People are also dying because of a lack of access to proper healthcare. Although people are more vulnerable to a range of health problems, they are unable to access treatment because of the poor state of public health facilities in the region and the very high cost of profit-oriented private healthcare. In many cases, people may not even attempt to receive treatment for ailments and injuries. Another reason for the high morality rate is people’s involvement in hazardous work because of a lack of alternatives. People, including women and children, work in a weakened physical state, much beyond their capacity. Many migrants work in hazardous conditions, contracting prolonged illnesses including undiagnosed occupational diseases.
On June 3, I visited five hamlets in Kulpahar tehsil in Uttar Pradesh’s Mahoba district to ask people whether there had been a rise in the morality rate. Everywhere, people confirmed that the mortality rate had certainly risen from was normal. However, people said this with varying levels of emphasis, with some saying that there had definitely been a significant increase and other saying less emphatically that there was bound to be some increase in such extreme conditions.
In Akauna, villagers said that four people had died in the previous month. While two elderly people had died of natural causes, two younger men had clearly died because of physical weakness and their inability to meet medical expenses.

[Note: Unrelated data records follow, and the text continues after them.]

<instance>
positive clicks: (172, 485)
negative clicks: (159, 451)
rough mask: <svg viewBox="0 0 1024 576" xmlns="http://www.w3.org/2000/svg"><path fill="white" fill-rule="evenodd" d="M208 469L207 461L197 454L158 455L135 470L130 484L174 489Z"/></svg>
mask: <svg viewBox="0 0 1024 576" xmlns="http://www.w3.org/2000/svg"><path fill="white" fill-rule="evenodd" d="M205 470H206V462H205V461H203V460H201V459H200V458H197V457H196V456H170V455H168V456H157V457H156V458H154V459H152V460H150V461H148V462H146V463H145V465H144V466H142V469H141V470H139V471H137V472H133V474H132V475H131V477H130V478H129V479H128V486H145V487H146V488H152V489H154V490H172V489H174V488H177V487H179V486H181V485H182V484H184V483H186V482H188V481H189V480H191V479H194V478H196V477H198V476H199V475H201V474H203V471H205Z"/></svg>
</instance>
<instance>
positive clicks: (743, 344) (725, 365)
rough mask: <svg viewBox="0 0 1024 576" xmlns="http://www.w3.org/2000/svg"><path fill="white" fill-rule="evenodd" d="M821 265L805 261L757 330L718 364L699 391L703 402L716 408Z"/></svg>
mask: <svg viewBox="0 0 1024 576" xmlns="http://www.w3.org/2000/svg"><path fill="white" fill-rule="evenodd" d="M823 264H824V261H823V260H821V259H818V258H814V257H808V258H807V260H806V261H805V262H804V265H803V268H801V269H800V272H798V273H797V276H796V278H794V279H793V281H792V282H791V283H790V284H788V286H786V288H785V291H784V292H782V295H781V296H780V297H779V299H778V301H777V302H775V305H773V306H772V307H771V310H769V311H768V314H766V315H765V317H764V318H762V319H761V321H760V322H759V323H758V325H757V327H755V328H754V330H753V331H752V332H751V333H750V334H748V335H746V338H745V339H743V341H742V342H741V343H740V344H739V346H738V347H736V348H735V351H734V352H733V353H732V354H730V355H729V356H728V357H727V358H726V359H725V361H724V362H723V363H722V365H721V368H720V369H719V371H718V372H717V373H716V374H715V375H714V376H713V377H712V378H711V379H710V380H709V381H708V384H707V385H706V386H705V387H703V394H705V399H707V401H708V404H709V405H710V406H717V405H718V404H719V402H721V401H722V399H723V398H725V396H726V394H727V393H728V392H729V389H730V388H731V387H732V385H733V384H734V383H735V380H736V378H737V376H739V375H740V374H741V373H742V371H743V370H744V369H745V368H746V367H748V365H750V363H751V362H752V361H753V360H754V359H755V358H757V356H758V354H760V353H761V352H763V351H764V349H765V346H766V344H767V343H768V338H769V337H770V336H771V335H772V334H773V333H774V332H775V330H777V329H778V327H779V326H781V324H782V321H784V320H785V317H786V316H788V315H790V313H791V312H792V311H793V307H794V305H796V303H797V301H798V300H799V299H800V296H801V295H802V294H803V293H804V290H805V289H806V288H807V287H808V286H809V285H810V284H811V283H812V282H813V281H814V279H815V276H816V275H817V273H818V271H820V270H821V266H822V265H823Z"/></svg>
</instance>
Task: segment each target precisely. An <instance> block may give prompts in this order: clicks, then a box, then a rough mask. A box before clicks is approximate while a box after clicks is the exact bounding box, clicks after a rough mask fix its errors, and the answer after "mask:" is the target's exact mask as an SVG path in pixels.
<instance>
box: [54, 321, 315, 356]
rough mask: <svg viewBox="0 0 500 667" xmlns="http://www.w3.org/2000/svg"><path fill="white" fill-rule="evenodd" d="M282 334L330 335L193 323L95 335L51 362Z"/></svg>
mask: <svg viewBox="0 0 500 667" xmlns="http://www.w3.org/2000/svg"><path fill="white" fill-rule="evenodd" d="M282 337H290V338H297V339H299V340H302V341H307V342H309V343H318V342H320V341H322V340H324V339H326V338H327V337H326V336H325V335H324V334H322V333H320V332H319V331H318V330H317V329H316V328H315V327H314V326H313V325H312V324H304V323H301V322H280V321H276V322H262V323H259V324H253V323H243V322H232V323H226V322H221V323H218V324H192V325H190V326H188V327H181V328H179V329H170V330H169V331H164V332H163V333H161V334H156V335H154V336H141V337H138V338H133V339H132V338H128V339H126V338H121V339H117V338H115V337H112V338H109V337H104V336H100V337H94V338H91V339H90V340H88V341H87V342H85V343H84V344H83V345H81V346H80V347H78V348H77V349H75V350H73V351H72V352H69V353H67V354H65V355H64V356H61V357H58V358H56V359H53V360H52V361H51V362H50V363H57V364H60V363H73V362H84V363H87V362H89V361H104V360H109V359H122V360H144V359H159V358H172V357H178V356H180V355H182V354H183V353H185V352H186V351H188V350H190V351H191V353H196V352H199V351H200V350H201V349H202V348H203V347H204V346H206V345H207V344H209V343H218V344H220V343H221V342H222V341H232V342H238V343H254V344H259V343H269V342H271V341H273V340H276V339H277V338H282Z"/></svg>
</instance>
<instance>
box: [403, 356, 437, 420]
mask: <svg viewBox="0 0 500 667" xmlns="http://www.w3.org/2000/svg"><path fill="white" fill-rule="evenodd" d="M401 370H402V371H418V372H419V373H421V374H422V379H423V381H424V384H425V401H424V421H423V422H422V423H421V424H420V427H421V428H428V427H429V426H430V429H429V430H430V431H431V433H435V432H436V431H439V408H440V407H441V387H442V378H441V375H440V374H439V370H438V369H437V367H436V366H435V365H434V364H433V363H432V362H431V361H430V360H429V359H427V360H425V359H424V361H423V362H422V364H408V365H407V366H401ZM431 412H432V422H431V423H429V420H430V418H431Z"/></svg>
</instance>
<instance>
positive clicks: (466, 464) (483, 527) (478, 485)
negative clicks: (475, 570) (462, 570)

Villagers also spoke of many being in a bed-ridden or helpless state.
In Arghatmau and Kainthora, villagers said that people in the villages were suffering from serious malnutrition and chronic hunger. As Parvati from Kainthora said, “It is very distressing for us to see our children becoming weaker and weaker before our eyes.”
In all these villages, households are becoming vulnerable as more and more youngsters are migrating, leaving elderly relatives to their own devices and sometimes leaving young children to their care. Some of these children appear to be very sad and badly in need of proper parental care, apart from clearly needing more and better food. Some were wearing torn and dirty school uniforms even on school holidays, probably because they did not have any other clothes.
All the villages also have people with serious medical conditions who have not received any medical treatment or support, despite suffering for a long time. For example, a young girl called Reshma in Arghatmau had not been treated for a very painful tumour. Her father, Thakur Das, said, “I am helpless. I just don’t have any money for her treatment.” Another young girl called Seema in the Basor hamlet of Mahuabandh village had not received any treatment or other help for brain damage. For chronically ill people, serious drought brings even more vulnerability and suffering because of widespread hunger and the pressure on people to migrate.
This is the first of a three-part report on Bundelkhand.